FOR QUERIES, PLEASE WRITE TO ‘INFO@FORCE11.ORG’
In the eScience ecosystem, the challenge of enabling optimal use of research data and methods is a complex one with multiple stakeholders: Researchers wanting to share their data and interpretations; Professional data publishers offering their services, software and tool-builders providing data analysis and processing services; Funding agencies (private and public) increasingly concerned with proper Data Stewardship; and a Data Science community mining, integrating and analysing the output to advance discovery. Computational analysis to discover meaningful patterns in massive, interlinked datasets is rapidly becoming a routine research activity. Providing machine-readable data as the main substrate for Knowledge Discovery and for these eScientific processes to run smoothly and sustainably is one of the Grand Challenges of eScience.
This groups main aim is to create and put up for community endorsement a document that is a general 'guide to FAIRness of data', not a “specification”.
- Data should be Findable
- Data should be Accessible
- Data should be Interoperable
- Data should be Re-usable.
These FAIR Facets are obviously related, but technically somewhat independent from one another, and may be implemented in any combination, incrementally, as data providers and FAIRports evolve to increasing degrees of FAIR-ness.
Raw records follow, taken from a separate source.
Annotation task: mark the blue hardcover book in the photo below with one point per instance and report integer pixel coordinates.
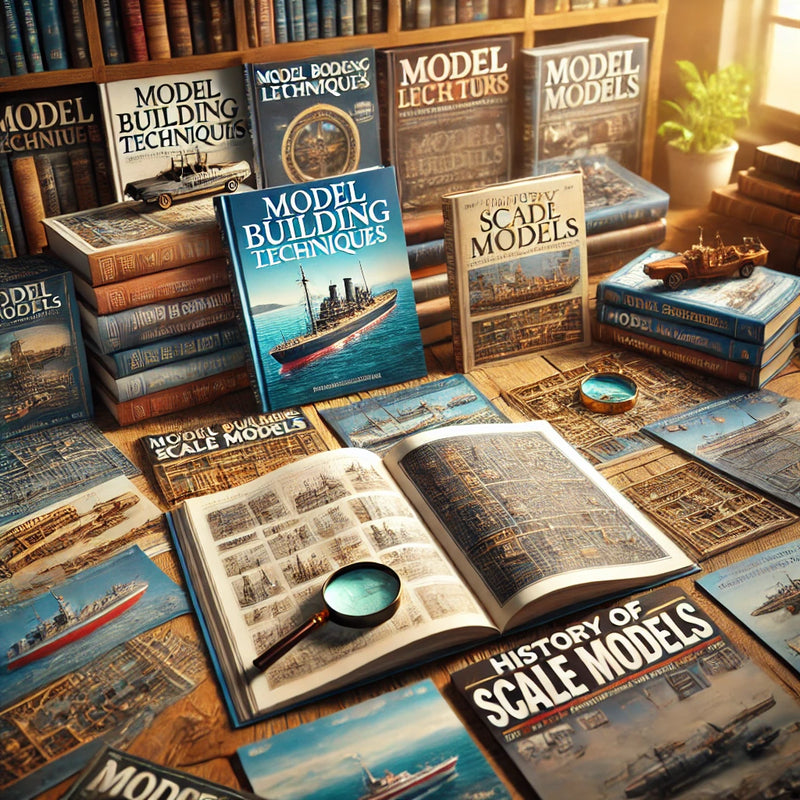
(705, 341)
(320, 271)
(13, 35)
(614, 197)
(750, 309)
(313, 118)
(41, 347)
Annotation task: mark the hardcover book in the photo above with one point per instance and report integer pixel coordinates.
(751, 309)
(762, 592)
(313, 118)
(153, 122)
(614, 197)
(42, 354)
(422, 758)
(646, 698)
(123, 240)
(585, 97)
(746, 435)
(320, 271)
(447, 121)
(437, 508)
(517, 270)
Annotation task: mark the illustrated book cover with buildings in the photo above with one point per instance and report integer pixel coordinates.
(42, 353)
(408, 740)
(320, 271)
(517, 269)
(489, 527)
(763, 593)
(192, 119)
(314, 117)
(751, 309)
(746, 435)
(447, 123)
(585, 97)
(646, 698)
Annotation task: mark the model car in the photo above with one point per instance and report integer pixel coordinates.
(186, 178)
(702, 262)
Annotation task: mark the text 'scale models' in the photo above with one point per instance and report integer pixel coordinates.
(321, 273)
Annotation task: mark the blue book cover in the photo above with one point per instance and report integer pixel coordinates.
(321, 273)
(42, 355)
(614, 197)
(313, 118)
(763, 593)
(751, 309)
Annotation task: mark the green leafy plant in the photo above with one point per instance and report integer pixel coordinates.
(716, 103)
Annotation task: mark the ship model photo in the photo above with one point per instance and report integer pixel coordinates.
(67, 625)
(336, 319)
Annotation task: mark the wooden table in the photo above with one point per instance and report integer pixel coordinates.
(195, 733)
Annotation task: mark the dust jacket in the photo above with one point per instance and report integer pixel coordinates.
(585, 97)
(517, 269)
(646, 698)
(314, 117)
(191, 118)
(320, 271)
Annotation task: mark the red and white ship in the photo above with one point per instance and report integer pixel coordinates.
(67, 625)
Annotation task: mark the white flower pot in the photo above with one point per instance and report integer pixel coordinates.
(693, 176)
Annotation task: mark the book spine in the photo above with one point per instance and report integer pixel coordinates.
(177, 374)
(154, 16)
(133, 29)
(75, 33)
(686, 357)
(51, 33)
(178, 398)
(202, 276)
(31, 205)
(136, 326)
(14, 47)
(171, 349)
(110, 32)
(30, 35)
(729, 202)
(179, 28)
(694, 338)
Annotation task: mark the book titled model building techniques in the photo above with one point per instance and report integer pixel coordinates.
(490, 527)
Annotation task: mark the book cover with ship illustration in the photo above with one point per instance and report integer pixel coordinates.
(645, 699)
(152, 123)
(42, 358)
(763, 593)
(585, 97)
(321, 273)
(314, 117)
(517, 269)
(405, 743)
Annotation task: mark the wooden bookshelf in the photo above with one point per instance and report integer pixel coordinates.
(642, 18)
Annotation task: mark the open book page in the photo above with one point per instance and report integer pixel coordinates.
(257, 556)
(531, 525)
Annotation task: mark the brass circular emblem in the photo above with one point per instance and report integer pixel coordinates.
(609, 392)
(320, 141)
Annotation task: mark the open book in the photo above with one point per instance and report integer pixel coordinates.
(489, 526)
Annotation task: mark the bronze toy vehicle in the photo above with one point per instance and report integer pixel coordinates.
(702, 262)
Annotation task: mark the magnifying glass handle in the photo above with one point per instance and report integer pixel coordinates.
(273, 653)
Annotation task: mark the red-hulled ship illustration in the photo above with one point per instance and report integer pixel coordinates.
(406, 785)
(67, 625)
(338, 318)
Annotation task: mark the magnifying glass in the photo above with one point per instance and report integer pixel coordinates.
(360, 595)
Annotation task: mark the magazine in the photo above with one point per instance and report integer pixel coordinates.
(489, 527)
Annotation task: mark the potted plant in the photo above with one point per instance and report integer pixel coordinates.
(700, 135)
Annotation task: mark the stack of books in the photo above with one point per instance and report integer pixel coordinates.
(155, 305)
(738, 329)
(766, 196)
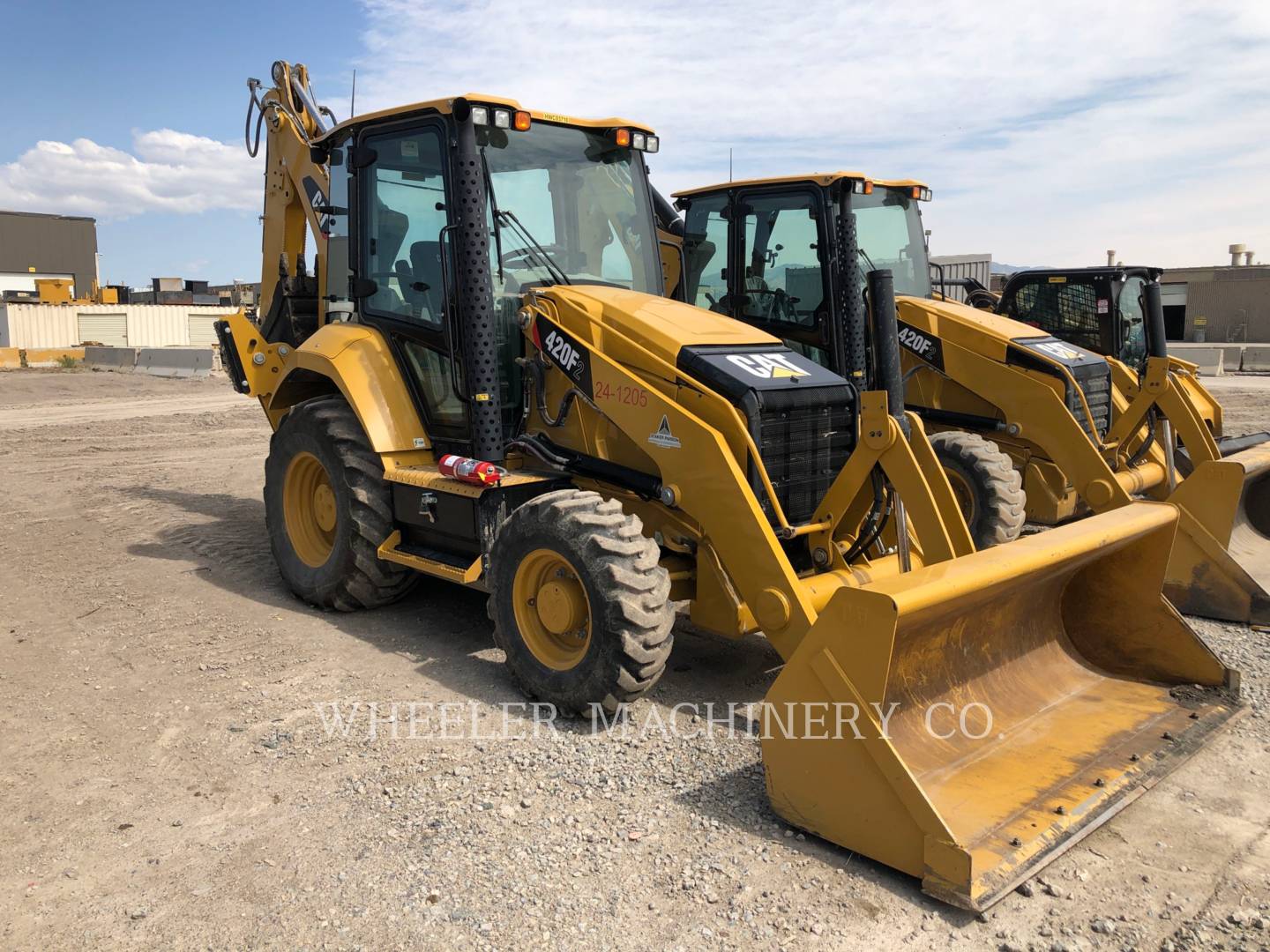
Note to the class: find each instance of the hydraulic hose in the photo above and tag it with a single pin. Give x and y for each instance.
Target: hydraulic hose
(885, 337)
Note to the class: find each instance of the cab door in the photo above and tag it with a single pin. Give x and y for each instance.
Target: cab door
(780, 282)
(401, 268)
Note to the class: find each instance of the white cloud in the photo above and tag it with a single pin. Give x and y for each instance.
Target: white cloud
(1050, 132)
(165, 172)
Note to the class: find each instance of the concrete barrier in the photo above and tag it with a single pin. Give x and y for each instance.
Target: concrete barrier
(1232, 354)
(51, 355)
(120, 360)
(176, 361)
(1256, 357)
(1211, 360)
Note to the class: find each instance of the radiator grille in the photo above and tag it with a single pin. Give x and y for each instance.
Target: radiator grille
(1095, 381)
(803, 450)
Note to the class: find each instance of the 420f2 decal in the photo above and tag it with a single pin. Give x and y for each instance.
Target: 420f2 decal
(921, 344)
(565, 353)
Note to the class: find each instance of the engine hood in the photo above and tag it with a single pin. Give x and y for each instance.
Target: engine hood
(658, 325)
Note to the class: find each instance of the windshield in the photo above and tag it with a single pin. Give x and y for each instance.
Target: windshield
(889, 231)
(574, 197)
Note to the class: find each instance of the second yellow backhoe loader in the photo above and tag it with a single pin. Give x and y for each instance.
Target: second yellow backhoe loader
(1022, 420)
(487, 286)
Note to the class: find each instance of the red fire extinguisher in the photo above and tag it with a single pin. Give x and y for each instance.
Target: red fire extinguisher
(464, 467)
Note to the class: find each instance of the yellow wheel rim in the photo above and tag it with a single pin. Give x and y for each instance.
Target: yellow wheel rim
(553, 612)
(309, 508)
(963, 493)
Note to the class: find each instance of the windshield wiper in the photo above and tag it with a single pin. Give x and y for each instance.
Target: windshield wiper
(501, 215)
(542, 253)
(493, 205)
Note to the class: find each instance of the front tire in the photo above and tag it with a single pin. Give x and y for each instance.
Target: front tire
(579, 602)
(328, 509)
(987, 487)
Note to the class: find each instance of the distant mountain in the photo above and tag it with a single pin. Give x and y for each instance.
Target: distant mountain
(998, 268)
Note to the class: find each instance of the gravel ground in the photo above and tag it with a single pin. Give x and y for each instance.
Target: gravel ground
(169, 779)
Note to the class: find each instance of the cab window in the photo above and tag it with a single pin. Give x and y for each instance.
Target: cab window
(1065, 309)
(1133, 322)
(404, 216)
(782, 279)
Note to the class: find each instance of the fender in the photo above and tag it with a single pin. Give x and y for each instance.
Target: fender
(351, 360)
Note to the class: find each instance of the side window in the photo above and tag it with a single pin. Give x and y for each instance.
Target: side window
(401, 227)
(705, 253)
(1133, 323)
(782, 277)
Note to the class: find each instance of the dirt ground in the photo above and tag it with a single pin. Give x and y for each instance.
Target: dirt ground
(167, 778)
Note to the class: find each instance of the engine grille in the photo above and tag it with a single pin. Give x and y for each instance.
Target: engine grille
(1095, 381)
(803, 446)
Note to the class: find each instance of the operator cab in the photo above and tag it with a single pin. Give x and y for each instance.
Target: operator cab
(444, 215)
(1099, 309)
(768, 271)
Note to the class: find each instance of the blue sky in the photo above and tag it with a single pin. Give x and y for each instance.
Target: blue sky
(1050, 132)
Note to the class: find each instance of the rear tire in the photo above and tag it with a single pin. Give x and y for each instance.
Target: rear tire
(328, 509)
(987, 487)
(579, 602)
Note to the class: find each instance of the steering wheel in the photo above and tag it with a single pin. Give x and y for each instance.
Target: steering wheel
(528, 257)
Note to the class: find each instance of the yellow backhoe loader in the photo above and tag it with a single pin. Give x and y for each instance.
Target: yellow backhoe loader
(487, 285)
(1021, 419)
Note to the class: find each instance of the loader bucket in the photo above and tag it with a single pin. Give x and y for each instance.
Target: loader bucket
(1221, 562)
(1010, 703)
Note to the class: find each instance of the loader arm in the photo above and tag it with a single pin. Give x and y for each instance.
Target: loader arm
(296, 188)
(704, 473)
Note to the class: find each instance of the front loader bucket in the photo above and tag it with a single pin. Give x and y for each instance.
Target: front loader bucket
(1009, 703)
(1221, 562)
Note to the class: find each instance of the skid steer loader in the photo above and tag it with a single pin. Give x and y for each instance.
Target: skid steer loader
(487, 285)
(1021, 419)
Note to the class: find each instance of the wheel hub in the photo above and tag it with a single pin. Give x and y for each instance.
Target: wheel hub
(310, 509)
(963, 493)
(562, 606)
(553, 612)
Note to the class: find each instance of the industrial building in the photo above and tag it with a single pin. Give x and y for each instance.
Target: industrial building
(34, 245)
(1218, 305)
(26, 325)
(954, 267)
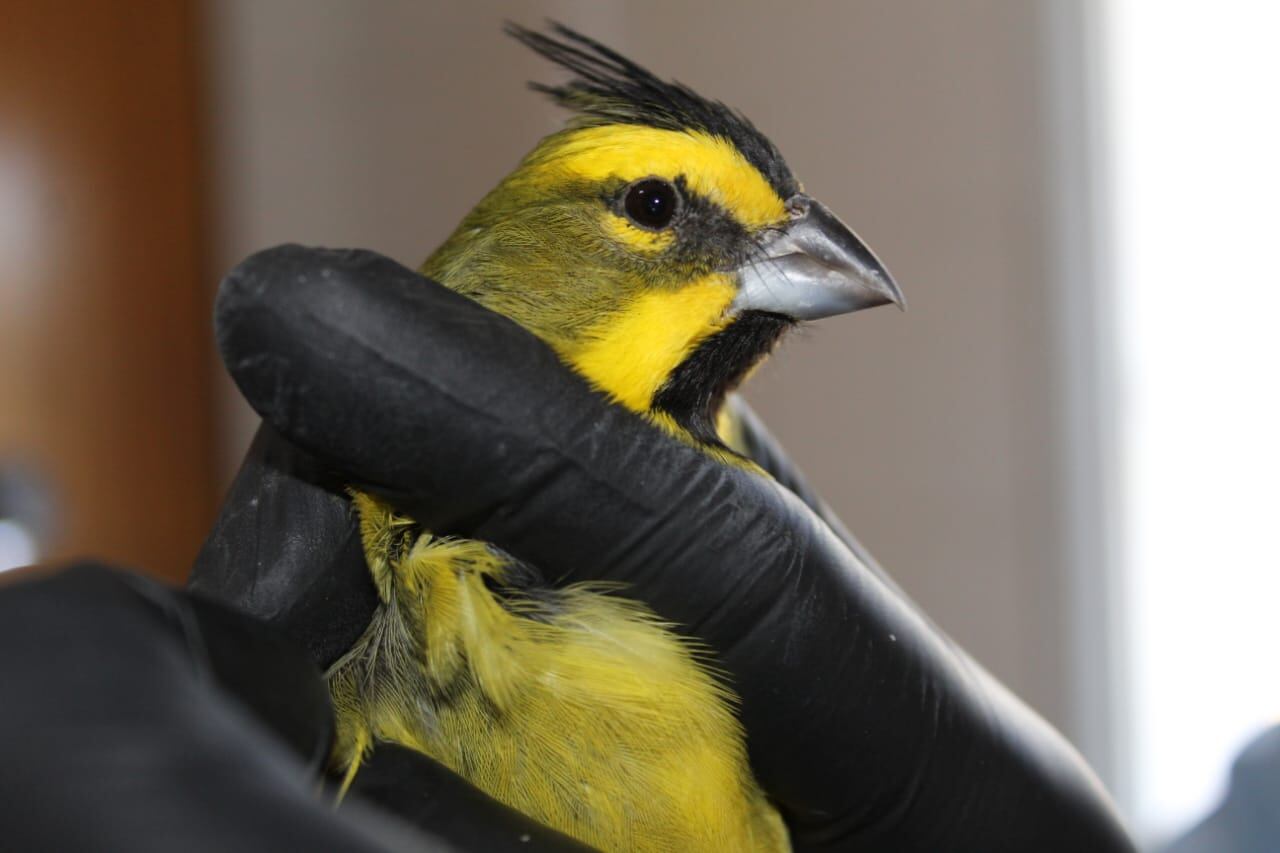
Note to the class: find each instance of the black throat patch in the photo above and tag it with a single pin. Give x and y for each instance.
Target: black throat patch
(695, 389)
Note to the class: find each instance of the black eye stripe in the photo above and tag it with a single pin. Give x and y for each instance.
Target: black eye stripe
(652, 203)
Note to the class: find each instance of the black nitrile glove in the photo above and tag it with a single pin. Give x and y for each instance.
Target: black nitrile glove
(865, 724)
(140, 717)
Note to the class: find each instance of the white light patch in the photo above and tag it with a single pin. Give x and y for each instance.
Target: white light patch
(1196, 165)
(17, 546)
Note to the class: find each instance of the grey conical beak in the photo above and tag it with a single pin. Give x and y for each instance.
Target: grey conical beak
(814, 267)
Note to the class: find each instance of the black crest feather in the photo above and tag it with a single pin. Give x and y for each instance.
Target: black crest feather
(609, 89)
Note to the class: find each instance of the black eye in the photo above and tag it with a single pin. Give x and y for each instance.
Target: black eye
(652, 204)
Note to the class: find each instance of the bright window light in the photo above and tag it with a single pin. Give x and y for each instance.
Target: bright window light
(1194, 153)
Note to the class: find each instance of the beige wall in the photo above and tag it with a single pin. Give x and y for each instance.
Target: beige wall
(379, 123)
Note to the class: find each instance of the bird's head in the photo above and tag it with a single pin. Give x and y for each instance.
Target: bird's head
(659, 243)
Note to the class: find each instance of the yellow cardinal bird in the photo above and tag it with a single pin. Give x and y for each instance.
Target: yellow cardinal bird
(661, 245)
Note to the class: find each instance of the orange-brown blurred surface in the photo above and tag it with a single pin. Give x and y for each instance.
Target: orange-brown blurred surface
(104, 314)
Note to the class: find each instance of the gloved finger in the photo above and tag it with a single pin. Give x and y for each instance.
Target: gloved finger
(286, 548)
(865, 724)
(133, 719)
(752, 438)
(429, 796)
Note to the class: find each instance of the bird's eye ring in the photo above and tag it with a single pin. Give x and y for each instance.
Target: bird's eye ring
(652, 204)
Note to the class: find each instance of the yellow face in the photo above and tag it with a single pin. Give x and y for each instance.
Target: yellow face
(622, 299)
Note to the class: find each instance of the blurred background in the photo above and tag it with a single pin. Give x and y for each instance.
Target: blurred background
(1066, 450)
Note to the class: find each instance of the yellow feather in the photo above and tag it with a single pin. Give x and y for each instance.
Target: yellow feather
(632, 352)
(712, 165)
(585, 711)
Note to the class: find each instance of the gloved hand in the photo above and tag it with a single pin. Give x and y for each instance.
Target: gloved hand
(138, 717)
(867, 725)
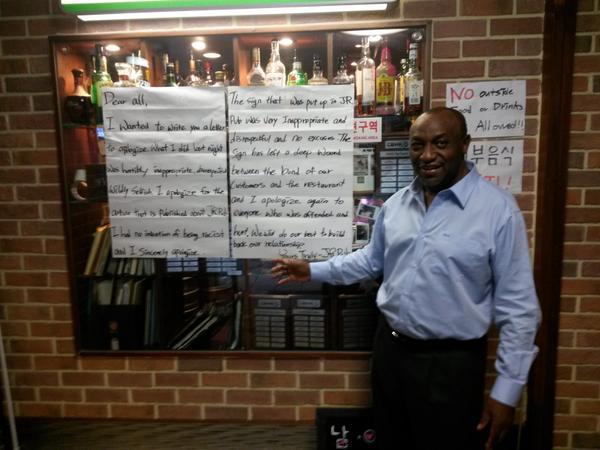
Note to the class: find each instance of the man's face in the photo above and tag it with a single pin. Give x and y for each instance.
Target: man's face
(437, 150)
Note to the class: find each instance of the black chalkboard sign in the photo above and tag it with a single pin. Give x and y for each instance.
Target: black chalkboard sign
(345, 428)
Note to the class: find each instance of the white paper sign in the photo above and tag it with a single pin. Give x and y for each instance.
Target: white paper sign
(166, 163)
(500, 162)
(291, 171)
(492, 108)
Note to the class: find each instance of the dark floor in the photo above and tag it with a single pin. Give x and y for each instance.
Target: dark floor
(104, 435)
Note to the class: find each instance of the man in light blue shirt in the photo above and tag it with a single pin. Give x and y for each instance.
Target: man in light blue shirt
(452, 250)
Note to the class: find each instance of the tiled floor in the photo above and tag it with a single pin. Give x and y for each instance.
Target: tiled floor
(105, 435)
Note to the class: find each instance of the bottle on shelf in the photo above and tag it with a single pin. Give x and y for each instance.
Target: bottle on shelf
(256, 76)
(413, 97)
(275, 74)
(100, 79)
(342, 76)
(365, 82)
(384, 85)
(296, 77)
(317, 77)
(170, 80)
(78, 105)
(400, 87)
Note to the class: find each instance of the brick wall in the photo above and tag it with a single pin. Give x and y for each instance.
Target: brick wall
(577, 419)
(472, 40)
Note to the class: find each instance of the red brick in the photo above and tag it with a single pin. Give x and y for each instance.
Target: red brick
(61, 395)
(152, 363)
(485, 7)
(530, 6)
(516, 26)
(26, 278)
(177, 379)
(179, 412)
(83, 379)
(446, 49)
(347, 398)
(132, 411)
(249, 397)
(200, 396)
(272, 380)
(39, 121)
(514, 67)
(16, 140)
(348, 365)
(32, 46)
(199, 365)
(248, 364)
(36, 379)
(297, 397)
(86, 411)
(225, 379)
(588, 339)
(273, 414)
(227, 413)
(429, 8)
(153, 395)
(52, 26)
(459, 28)
(302, 365)
(14, 103)
(24, 8)
(456, 69)
(94, 395)
(12, 27)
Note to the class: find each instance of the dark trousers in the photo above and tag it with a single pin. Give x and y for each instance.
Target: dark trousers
(427, 395)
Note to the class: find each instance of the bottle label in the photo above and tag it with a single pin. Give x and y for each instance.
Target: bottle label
(275, 79)
(415, 92)
(385, 89)
(368, 85)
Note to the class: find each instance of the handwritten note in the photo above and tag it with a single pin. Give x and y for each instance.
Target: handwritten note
(166, 163)
(291, 171)
(500, 162)
(492, 108)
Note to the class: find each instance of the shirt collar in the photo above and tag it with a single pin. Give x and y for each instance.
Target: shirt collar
(461, 191)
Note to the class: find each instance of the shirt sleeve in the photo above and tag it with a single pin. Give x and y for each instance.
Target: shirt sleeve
(362, 264)
(516, 310)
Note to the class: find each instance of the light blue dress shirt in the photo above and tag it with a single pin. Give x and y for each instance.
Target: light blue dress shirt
(450, 270)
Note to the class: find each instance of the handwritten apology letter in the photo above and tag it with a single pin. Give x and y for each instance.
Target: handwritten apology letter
(166, 163)
(290, 152)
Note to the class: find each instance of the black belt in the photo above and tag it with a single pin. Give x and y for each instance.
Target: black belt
(433, 344)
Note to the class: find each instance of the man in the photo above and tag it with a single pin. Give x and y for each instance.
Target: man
(452, 249)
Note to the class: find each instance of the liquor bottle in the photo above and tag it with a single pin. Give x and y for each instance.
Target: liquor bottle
(296, 77)
(342, 76)
(275, 71)
(400, 87)
(317, 77)
(365, 82)
(386, 73)
(170, 80)
(256, 76)
(78, 105)
(413, 97)
(100, 79)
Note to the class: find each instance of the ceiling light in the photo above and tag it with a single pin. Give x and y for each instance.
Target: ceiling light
(96, 10)
(199, 45)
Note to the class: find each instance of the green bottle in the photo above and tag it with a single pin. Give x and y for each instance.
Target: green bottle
(100, 78)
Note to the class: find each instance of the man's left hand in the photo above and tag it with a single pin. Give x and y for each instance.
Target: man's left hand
(498, 417)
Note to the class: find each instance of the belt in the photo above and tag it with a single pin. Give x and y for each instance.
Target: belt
(434, 344)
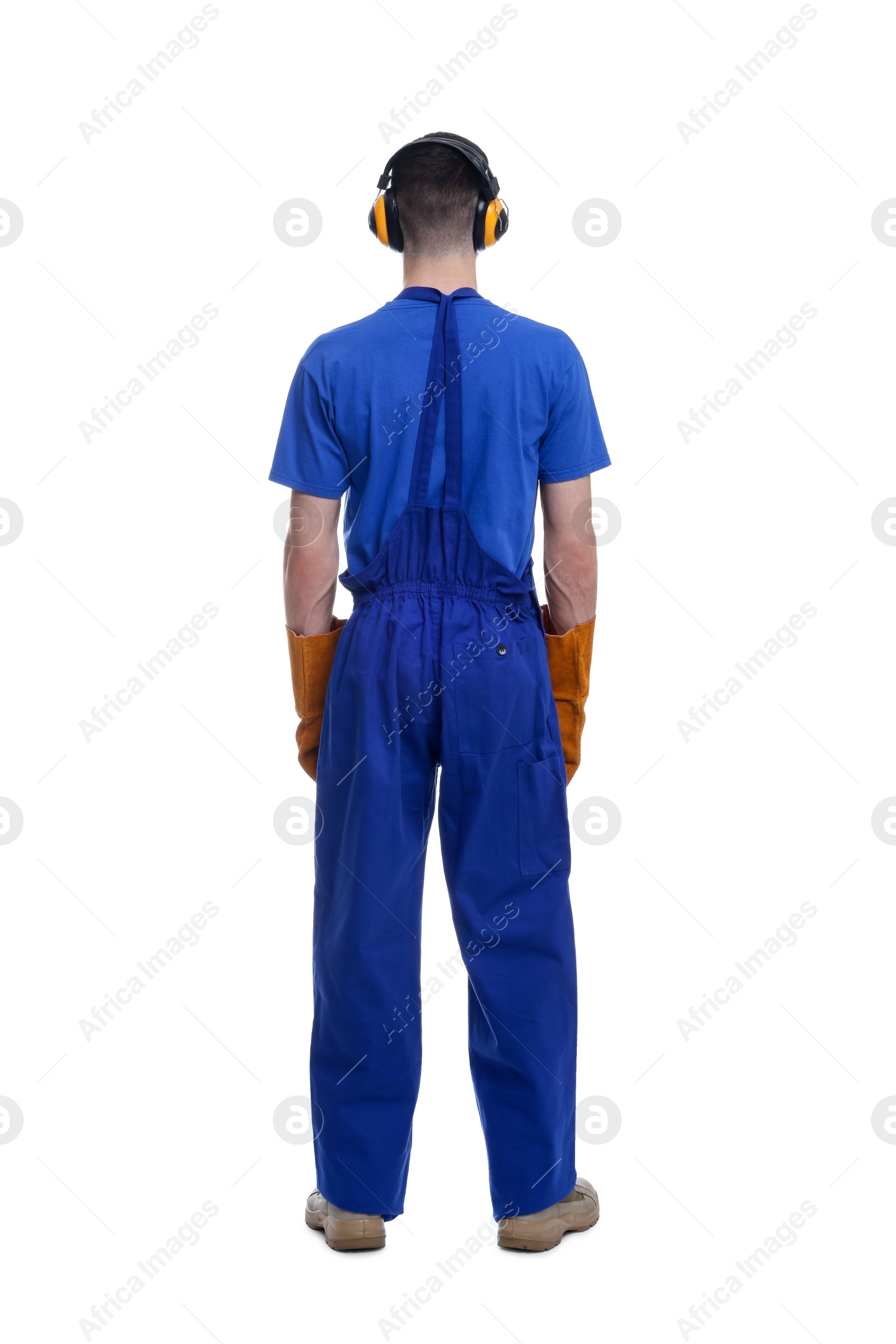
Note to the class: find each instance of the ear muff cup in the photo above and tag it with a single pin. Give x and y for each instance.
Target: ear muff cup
(491, 224)
(383, 221)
As such, the barrier-to-entry for FAIR data producers, publishers and stewards is maintained as low as possible, with providers being encouraged to gradually increase the number of FAIR Facets they comply with.
In compiling the draft FAIR guiding principles, technical implementation choices have been consciously avoided. The minimal [FAIR Guiding Principles] are meant to guide implementers of FAIR data environments in checking whether their particular implementation choices are indeed rendering the resulting data FAIR. In Explanatory notes and annexes we give some non-binding explanation and guidance for a FAIR view on data and what constitutes a repository of FAIR data (a 'Data FAIRport')
In January 2014, representatives of a range of these stakeholders came together at the request of the Netherlands eScience Center and the Dutch Techcentre for the Life Sciences (DTL) at the Lorentz Center in Leiden, The Netherlands, to think and debate about how to further enhance this ecosystem. From these discussions, the notion emerged that, through the definition and widespread support of a minimal set of community-agreed guiding principles and practices, data providers and data consumers – both machine and human – could more easily discover, access, interoperate, and sensibly re-use, with proper citation, the vast quantities of information being generated by contemporary data-intensive science. These simple principles and practices should enable a broad range of integrative and exploratory behaviors, and support a wide range of technology choices and implementations, just as the Internet Protocol (IP) provided a minimal layer – the "waist" of an hourglass – that enabled the creation of a vast array of data provision, consumption, and visualization tools on the Internet
FAIR for machines as well a people…
- In eScience, two clearly separated substrates for knowledge discovery can be distinguished.
- The actual data, which is as a rule beyond human intellectual capacity to analyze and The 'Explicitome' (everything we already made explicit in text, databases and any other format to date).
The essence of eScience is that either functionally interlinked existing data or the combination of those with newly generated 'relatively small' datasets lead to new insights. A crucial step is machine-assisted 'pattern recognition' in the data, which is followed by 'conformational' human study of the Explicitome to rationalize patterns and determine testable hypotheses. Obviously this is a cyclical process by nature, but computational analysis of massive, originally dispersed and variable datasets is a crucial phase in any eScience process.
Recognizing this new grand challenge in contemporary science, in its inaugural meeting: [Jointly Designing a Data FAIRTport'] the stakeholder group coalesced around four desiderata that a modern data publishing environment should provide to support both manual and automated deposition, exploration, sharing, and use to support machines as well as humans.